The Quantity That Issues: HIP-3
Beneath the headline income decline, a structural transformation was underway. Native crypto perpetual derivatives quantity fell 32.5% as danger urge for food contracted. HIP-3 deployer quantity — a protocol characteristic enabling third events to deploy real-world asset (RWA) perpetual derivatives on Hyperliquid’s infrastructure — moved in the other way completely, rising from $24.9 billion in January to $68.5 billion in March, a 175% intra-quarter enlargement, per ASXN information cited within the report.
By March, HIP-3 represented 33.6% of complete each day perpetual derivatives quantity and 28.7% of complete platform open curiosity. Day by day distinctive HIP-3 merchants tripled inside the quarter, reaching 40,768 on the ultimate day. Silver was the one most traded asset at $40.7 billion in Q1 quantity, exceeding crude oil by roughly 2.4x.
The quarter’s institutional landmark arrived on March 18, when S&P Dow Jones Indices formally licensed its S&P 500 benchmark to Commerce[XYZ] for perpetual contracts on Hyperliquid — the primary formally sanctioned fairness index perpetual derivatives product on a decentralized change. The contract reached $2 billion in quantity inside its first two weeks, in keeping with the report.
The Provide Aspect Sign
On the token facet, Hyperliquid’s Help Fund bought roughly 4.94 million HYPE at a mean worth of $29.90 throughout Q1 — 18.8% under the quarter-end worth of $36.85 — deploying $147.72 million into buybacks. HYPE itself returned +44.8% for the quarter, per CoinGecko information cited within the report.
The report flags a further sign that it describes as a personality disclosure slightly than a monetary metric. The protocol’s core crew claimed simply 1.51 million HYPE in opposition to a scheduled entitlement of roughly 29.8 million — a 5.1% declare price, declining every month all through the quarter. At common Q1 costs, the crew voluntarily left roughly $849 million unclaimed.
4 separate ETF filings for HYPE — from Grayscale, VanEck, 21Shares, and Bitwise — have been submitted in the course of the quarter, per the report.
The Worst Crypto Quarter Since 2018
The report doesn’t sidestep the first constraint: US individuals can not entry Hyperliquid’s frontend. Each income determine, each quantity quantity, and each person rely within the report displays a protocol producing these outcomes with out US market participation. The HRC frames each ahead valuation of HYPE as, partly, a thesis on whether or not that regulatory wall ultimately comes down.

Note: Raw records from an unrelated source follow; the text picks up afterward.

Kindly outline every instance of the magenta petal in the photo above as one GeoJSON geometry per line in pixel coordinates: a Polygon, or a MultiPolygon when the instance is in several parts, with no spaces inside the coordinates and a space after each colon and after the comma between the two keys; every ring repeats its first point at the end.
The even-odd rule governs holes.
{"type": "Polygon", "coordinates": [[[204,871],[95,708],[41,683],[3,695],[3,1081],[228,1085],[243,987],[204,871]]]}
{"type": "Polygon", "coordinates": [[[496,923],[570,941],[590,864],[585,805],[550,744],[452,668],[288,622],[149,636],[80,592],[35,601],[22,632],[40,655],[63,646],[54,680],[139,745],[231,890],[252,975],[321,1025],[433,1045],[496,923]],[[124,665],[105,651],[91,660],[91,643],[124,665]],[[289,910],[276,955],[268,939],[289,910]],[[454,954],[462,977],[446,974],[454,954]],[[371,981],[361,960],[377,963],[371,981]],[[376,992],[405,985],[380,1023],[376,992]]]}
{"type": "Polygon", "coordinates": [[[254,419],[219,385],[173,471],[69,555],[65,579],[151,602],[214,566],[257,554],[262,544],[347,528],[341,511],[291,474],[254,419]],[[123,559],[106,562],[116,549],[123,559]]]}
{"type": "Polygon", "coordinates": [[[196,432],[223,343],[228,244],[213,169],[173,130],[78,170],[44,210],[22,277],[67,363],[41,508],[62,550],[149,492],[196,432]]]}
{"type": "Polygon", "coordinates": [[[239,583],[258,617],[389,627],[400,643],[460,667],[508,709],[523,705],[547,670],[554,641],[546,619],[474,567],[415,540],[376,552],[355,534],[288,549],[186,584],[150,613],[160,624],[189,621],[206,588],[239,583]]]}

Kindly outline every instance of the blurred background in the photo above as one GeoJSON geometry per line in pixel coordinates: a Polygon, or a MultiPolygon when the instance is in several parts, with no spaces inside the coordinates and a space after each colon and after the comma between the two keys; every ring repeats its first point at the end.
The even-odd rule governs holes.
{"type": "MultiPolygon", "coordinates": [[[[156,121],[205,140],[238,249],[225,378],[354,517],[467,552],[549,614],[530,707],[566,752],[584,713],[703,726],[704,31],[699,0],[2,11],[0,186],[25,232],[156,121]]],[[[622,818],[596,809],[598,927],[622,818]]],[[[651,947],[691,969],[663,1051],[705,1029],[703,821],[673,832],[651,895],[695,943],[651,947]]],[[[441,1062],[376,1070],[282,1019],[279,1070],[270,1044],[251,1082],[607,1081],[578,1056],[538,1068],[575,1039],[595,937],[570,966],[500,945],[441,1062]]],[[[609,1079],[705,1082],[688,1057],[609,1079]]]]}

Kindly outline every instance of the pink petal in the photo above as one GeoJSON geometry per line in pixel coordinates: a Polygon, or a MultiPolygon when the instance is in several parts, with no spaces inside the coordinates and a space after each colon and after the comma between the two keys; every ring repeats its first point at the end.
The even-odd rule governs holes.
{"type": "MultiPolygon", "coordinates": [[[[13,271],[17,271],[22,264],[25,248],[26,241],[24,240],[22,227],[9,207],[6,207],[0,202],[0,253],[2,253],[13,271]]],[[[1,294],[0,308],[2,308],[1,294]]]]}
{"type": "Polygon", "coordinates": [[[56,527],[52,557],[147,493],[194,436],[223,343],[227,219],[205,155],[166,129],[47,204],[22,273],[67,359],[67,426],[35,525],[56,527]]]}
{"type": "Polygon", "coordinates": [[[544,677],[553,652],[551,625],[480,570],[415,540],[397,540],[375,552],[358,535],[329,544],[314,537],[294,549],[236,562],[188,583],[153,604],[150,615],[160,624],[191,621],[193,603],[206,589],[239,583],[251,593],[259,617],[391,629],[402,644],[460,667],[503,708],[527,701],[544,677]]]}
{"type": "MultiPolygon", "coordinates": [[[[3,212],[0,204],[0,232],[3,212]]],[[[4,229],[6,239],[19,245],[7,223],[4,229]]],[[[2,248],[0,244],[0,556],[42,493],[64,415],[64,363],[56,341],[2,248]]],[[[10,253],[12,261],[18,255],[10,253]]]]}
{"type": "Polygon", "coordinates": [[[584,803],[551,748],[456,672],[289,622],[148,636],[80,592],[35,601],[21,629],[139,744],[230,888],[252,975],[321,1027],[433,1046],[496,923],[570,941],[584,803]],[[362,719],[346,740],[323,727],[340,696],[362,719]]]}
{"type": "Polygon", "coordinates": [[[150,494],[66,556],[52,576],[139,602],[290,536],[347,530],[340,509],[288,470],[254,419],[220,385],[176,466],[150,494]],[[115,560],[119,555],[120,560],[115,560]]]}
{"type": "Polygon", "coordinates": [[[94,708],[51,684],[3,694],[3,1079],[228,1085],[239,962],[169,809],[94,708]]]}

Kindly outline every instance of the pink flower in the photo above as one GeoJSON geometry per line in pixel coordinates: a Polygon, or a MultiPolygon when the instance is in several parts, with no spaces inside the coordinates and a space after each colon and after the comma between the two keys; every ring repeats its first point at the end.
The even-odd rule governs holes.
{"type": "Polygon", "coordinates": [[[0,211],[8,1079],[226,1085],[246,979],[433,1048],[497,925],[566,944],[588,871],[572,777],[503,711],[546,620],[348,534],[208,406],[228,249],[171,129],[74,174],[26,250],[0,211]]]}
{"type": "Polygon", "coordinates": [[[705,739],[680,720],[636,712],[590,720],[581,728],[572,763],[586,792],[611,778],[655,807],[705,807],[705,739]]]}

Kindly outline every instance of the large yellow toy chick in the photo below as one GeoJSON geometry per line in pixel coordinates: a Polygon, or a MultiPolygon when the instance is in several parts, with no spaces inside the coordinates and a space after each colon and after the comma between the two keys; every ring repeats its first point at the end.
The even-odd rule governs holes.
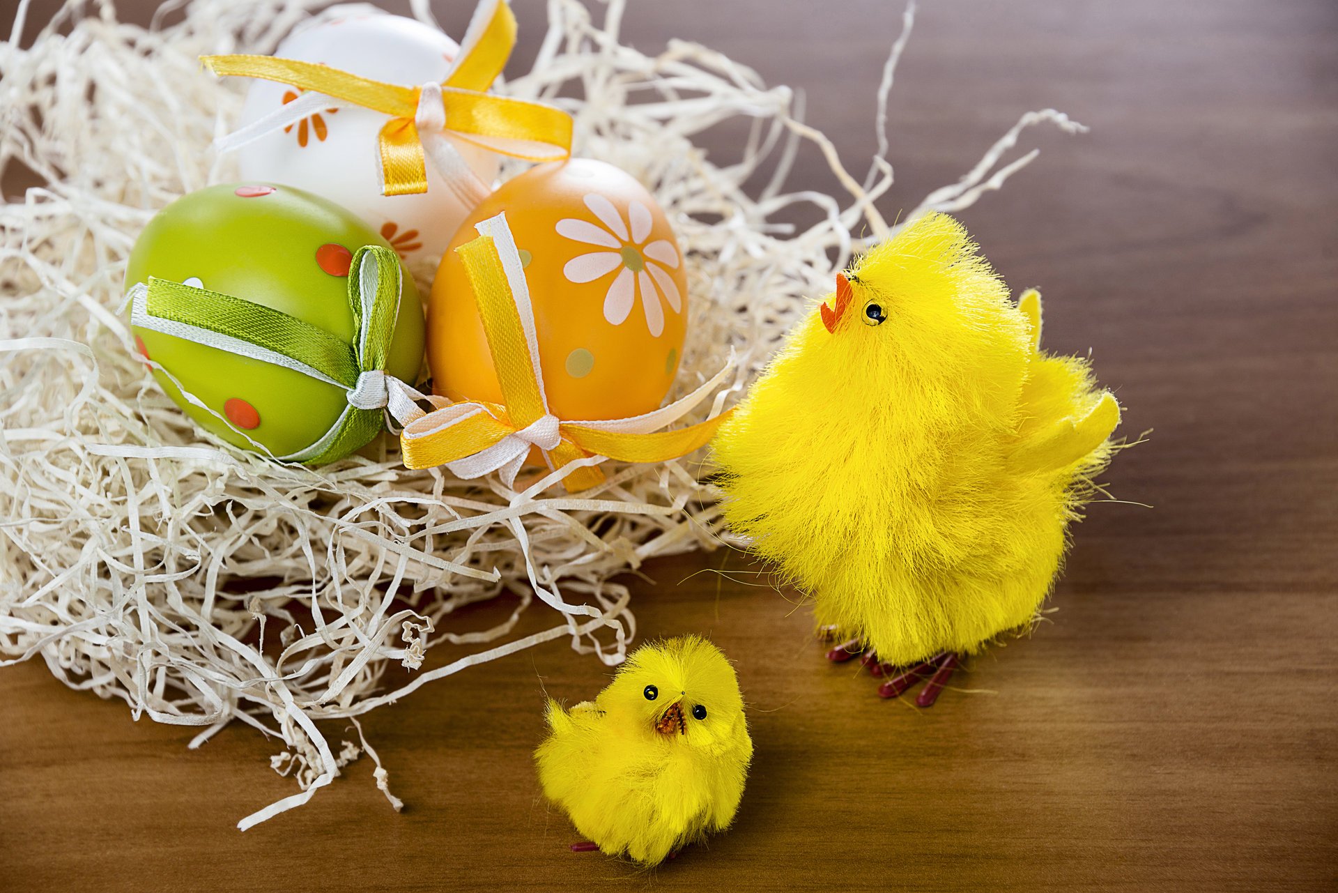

The Q1 2026 report marks a important juncture for Hyperliquid’s positioning inside the nascent sector. A decentralized change that processed stay commodity trades whereas legacy markets have been closed, licensed the S&P 500 for on-chain derivatives, and outperformed Bitcoin by 71 share factors within the worst crypto quarter in eight years is not a DeFi story. It’s more and more a monetary infrastructure story — and the establishments are starting to take discover.
On the above, David Schamis, CEO at Hyperliquid Methods said the next:
For a 12 months I’ve been saying Hyperliquid is rising as essentially the most thrilling buying and selling venue, interval. Q1 settled the argument. One of many worst crypto quarters since 2018 and the protocol nonetheless generated greater than $200M in income, purchased again >5M HYPE, introduced the S&P 500 onto a decentralized change and have become the value of oil when legacy markets have been closed for the Iran battle. This isn’ t a future story anymore — it’s all occurring now.